Among young children, finer details often go unnoticed. As a kindergartner, I didn't think about the effects my decisions would have on the rest of my life. I went crazy on the jungle gym and scribbled during art, not worrying if what I was doing might affect my relationship with my peers.

I was comfortable enough in my own skin that I felt no matter what, there was no way things could change. It's crazy the things we don't appreciate when we're busy waiting to grow up.

However, change means taking responsibilities and finding your inner conviction.

I grew up in a small town in Connecticut where there were few Muslims. There was a mosque in a neighbouring city where my family was active in the Islamic and interfaith communities, so I had a good amount of exposure to Islam.

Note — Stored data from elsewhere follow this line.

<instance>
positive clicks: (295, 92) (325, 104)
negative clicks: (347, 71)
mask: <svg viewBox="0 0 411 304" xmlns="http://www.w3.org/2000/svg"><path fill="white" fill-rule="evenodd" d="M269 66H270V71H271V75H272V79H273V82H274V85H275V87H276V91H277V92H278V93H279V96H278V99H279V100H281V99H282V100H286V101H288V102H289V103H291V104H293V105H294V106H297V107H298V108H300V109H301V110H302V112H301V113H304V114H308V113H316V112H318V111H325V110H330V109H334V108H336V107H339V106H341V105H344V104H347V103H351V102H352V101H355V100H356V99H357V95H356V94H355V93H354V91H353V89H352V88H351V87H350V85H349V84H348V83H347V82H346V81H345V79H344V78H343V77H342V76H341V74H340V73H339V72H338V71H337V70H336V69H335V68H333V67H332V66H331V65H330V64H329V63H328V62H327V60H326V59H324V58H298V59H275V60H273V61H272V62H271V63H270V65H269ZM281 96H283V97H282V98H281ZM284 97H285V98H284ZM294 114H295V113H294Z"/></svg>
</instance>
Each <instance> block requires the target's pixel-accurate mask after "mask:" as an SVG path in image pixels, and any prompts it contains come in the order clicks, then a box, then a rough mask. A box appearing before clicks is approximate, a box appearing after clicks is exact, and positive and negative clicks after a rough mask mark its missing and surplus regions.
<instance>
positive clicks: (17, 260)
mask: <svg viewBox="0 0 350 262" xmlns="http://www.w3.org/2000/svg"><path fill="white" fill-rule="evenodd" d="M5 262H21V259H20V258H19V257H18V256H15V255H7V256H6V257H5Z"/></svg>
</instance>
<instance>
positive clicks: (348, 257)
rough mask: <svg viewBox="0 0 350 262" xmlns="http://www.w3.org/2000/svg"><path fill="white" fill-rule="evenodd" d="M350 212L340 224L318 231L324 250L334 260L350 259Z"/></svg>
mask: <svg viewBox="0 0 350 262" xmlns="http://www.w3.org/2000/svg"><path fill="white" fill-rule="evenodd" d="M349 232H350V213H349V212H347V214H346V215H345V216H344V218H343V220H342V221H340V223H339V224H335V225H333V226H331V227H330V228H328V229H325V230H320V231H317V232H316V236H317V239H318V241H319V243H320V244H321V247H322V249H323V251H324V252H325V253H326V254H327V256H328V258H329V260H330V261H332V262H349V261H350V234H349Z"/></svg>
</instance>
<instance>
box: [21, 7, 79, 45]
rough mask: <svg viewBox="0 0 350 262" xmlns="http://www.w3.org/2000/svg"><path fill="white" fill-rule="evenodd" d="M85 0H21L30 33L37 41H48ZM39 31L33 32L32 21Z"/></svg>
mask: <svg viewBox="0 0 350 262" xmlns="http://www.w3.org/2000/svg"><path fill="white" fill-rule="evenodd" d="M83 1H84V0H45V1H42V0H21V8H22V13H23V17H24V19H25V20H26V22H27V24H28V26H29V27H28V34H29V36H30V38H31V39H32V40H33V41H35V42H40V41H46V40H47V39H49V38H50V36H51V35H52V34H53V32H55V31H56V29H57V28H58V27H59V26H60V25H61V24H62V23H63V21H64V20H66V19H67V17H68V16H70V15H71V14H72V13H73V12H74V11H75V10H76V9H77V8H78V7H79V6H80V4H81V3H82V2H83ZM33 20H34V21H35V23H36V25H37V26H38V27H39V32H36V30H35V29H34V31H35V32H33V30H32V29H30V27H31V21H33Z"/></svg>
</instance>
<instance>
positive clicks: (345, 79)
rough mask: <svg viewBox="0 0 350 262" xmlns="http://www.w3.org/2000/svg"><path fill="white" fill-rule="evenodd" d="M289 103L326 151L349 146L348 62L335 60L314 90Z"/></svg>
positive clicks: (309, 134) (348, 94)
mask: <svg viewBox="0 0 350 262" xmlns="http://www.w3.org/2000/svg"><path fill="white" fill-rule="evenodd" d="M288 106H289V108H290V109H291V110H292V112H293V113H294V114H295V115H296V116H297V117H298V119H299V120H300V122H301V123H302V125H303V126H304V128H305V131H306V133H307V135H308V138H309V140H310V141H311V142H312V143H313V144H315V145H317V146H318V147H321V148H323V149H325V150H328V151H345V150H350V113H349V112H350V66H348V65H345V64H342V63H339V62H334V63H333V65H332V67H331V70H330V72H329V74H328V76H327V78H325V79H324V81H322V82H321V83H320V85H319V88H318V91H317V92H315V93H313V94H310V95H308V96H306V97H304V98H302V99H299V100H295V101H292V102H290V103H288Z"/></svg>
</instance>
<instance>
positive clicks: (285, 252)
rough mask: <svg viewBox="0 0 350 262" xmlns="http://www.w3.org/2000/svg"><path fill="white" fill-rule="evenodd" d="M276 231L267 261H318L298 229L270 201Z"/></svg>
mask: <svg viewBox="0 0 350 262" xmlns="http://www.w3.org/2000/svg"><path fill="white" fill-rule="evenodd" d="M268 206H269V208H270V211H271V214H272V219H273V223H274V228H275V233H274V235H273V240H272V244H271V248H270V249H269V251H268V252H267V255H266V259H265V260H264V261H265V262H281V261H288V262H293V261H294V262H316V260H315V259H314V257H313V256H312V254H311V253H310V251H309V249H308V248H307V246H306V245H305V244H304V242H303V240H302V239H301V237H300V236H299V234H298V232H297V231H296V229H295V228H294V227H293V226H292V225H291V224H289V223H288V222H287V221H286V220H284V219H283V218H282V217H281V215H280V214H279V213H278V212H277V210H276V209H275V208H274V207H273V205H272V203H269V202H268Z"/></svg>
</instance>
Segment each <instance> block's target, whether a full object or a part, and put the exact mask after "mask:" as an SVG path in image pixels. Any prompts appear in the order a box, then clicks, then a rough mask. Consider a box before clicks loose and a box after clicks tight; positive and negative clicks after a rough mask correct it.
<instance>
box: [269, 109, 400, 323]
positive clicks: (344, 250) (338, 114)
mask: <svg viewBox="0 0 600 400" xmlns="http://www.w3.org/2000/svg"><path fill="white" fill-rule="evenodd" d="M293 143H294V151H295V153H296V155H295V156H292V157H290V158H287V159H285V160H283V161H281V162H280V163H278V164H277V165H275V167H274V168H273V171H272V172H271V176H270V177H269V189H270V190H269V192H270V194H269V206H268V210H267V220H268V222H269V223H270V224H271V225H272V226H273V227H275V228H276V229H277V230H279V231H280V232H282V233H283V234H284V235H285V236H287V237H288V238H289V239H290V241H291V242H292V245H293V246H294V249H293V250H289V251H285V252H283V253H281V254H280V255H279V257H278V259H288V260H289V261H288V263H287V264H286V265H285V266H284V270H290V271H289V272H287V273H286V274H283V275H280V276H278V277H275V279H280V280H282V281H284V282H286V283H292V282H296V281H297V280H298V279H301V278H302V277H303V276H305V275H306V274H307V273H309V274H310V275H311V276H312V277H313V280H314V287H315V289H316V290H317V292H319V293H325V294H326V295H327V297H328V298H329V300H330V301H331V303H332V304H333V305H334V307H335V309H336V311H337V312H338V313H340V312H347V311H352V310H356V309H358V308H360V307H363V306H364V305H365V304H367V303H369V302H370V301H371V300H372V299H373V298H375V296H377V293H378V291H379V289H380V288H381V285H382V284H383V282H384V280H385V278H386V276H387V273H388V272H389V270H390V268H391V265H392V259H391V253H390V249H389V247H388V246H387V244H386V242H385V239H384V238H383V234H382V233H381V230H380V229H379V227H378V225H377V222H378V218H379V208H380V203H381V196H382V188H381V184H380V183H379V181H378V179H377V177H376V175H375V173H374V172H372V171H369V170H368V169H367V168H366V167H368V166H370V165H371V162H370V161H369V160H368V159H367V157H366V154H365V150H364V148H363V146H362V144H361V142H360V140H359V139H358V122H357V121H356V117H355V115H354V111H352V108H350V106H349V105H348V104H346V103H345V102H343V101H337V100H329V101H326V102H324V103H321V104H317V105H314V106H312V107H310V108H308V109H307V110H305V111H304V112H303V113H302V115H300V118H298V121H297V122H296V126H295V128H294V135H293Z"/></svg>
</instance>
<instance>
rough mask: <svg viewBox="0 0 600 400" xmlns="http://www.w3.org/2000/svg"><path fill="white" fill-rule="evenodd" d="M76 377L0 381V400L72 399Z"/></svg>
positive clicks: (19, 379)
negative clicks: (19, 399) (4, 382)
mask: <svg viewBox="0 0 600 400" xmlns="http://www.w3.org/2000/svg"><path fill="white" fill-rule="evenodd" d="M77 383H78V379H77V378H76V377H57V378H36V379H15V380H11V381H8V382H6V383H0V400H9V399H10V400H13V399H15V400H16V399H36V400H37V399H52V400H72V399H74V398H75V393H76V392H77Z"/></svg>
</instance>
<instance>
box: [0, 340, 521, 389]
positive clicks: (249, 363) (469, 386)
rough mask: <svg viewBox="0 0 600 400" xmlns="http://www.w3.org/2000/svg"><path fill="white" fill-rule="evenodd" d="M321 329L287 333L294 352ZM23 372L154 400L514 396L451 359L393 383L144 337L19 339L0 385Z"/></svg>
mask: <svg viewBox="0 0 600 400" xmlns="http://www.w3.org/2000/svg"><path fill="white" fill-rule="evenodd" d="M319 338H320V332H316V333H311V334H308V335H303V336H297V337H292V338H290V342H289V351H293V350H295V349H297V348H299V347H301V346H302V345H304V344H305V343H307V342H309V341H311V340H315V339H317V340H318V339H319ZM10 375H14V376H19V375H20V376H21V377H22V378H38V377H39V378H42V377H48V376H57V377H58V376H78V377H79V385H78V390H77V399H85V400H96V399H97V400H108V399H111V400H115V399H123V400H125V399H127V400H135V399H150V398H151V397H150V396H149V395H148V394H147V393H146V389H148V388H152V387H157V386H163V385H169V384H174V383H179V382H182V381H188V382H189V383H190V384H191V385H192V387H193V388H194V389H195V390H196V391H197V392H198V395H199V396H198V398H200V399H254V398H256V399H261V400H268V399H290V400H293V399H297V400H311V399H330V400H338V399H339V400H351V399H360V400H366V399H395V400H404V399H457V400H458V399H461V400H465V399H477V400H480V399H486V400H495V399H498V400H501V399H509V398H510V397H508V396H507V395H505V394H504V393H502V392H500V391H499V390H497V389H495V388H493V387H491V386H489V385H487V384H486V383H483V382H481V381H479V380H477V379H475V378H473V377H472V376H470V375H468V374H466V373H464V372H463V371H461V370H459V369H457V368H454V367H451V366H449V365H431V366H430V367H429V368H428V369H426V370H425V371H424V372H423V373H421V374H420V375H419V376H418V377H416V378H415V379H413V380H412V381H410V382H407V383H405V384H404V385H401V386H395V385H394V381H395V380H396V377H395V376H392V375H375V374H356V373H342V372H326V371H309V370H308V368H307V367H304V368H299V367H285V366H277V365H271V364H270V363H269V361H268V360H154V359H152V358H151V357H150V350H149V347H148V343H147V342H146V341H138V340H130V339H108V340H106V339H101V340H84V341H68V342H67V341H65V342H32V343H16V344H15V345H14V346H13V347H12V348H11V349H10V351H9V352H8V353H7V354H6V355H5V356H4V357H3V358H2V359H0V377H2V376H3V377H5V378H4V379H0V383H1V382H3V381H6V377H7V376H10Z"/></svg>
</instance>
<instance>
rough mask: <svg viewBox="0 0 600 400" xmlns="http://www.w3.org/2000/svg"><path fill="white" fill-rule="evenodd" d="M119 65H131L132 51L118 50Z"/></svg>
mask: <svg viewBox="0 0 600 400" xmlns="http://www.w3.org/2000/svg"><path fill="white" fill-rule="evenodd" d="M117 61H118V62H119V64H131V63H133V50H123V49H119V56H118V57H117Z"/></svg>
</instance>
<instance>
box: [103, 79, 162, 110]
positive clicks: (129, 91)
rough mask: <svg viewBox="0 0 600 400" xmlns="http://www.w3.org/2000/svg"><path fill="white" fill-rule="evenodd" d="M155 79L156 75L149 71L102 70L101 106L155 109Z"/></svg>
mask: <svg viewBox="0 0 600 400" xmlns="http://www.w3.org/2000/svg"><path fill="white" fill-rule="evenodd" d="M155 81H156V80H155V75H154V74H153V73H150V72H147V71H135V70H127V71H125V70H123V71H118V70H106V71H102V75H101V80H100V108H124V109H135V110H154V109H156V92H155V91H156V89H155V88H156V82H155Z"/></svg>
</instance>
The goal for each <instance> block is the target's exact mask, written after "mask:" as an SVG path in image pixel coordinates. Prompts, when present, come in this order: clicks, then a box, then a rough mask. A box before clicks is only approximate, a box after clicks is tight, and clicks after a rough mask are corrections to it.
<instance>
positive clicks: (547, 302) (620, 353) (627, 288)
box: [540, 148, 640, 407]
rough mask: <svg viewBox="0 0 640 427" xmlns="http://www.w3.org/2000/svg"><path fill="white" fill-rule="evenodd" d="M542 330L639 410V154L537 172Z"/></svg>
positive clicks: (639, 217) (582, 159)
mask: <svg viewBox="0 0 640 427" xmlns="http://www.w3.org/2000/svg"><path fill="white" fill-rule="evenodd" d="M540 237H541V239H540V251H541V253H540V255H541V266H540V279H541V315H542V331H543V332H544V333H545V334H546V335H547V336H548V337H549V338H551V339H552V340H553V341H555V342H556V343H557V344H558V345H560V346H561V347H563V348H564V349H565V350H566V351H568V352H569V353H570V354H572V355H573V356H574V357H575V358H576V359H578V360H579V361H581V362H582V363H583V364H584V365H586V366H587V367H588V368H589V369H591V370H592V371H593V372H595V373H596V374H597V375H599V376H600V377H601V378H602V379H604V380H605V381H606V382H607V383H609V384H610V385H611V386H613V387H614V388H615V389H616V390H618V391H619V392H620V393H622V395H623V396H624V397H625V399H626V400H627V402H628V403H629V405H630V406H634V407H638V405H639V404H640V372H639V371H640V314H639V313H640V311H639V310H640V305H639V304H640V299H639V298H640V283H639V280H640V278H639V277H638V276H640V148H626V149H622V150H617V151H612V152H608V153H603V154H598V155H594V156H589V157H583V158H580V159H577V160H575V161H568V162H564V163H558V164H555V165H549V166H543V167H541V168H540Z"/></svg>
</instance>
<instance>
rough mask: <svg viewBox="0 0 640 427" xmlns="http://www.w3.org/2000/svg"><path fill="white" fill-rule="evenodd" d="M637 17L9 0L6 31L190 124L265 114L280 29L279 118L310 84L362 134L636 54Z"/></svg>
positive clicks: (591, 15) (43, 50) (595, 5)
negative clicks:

I understood what my beliefs were and how to fulfil them as much as a kid in elementary school could.

I began to wear my Hijab at the end of first grade with the support of my family and my first-grade teacher, Mrs. Q.

Hijab is a practice of modesty and privacy in Islam. It's more than the act of covering one's body; it's the act of identifying oneself as a Muslim, which affects how one carries oneself.

Covering one's body practically demands respect because it requires that judgment should not solely be based on one's beauty, but rather on intellect and the content of the heart.

I think there is something quite "feminist" about that.

Projecting this outward aspect of my religion is definitely a challenge in America, where our beliefs are not reflected in the best light and are under much scrutiny.

As a 7-year-old, people would marvel at the fact that I was already wearing a Hijab to school. But this seemed completely natural to me, since for as long as I could remember my mom wore the Hijab.

Initially, my classmates were curious and inquisitive about the Hijab, yet accepting. But by time I reached third and fourth grade, the affects of 9/11 had sunk into the hearts of everyone around me.

My classmates took on a decidedly negative attitude toward my wearing the Hijab that was completely surprising. They were at that age where they could spit out what they hear their parents or others say without a second thought. It was both shocking and disheartening.

In the face of this difficult test I didn't want to take off the Hijab but blamed my mom for "tricking" me into wearing it.

By the time middle school came around, my peers were used to the way I dressed and it became old news. Now my relationship with those kids who may have said some unkind words has evolved to the point where we can be friends.

It was also during this time that I formed a more concrete understanding of the reasons why I must wear the Hijab. While I made this pivotal decision without being truly informed, my understanding of my faith evolved to a point where I am not willing to compromise, regardless of the daily struggles due to the views of others.

I hope when my past teachers and classmates see negative things on the news about what Muslims are doing, or hear negative comments about Islam, they may recall that first Muslim girl they met, studying and laughing with her friends.

I hope they conclude that no stereotype or generalization can accurately define an entire religion.

In retrospect, delaying wearing the Hijab could have resulted in me succumbing to peer pressure. I hold the highest respect for those girls who start wearing their Hijab later in life. I understand how difficult it is to break away from societal norms to fulfil one's faith.

Although I grew up within a religious atmosphere, I still had to make a conscious decision that practicing my religion was something I wanted to pursue.

I believe religion isn't an inheritance but is an active decision, and testing is essential in that process.

Mariam Khan is a member of Baitul Mukarram Masjid of Greater Danbury and is a freshman at St. John's University.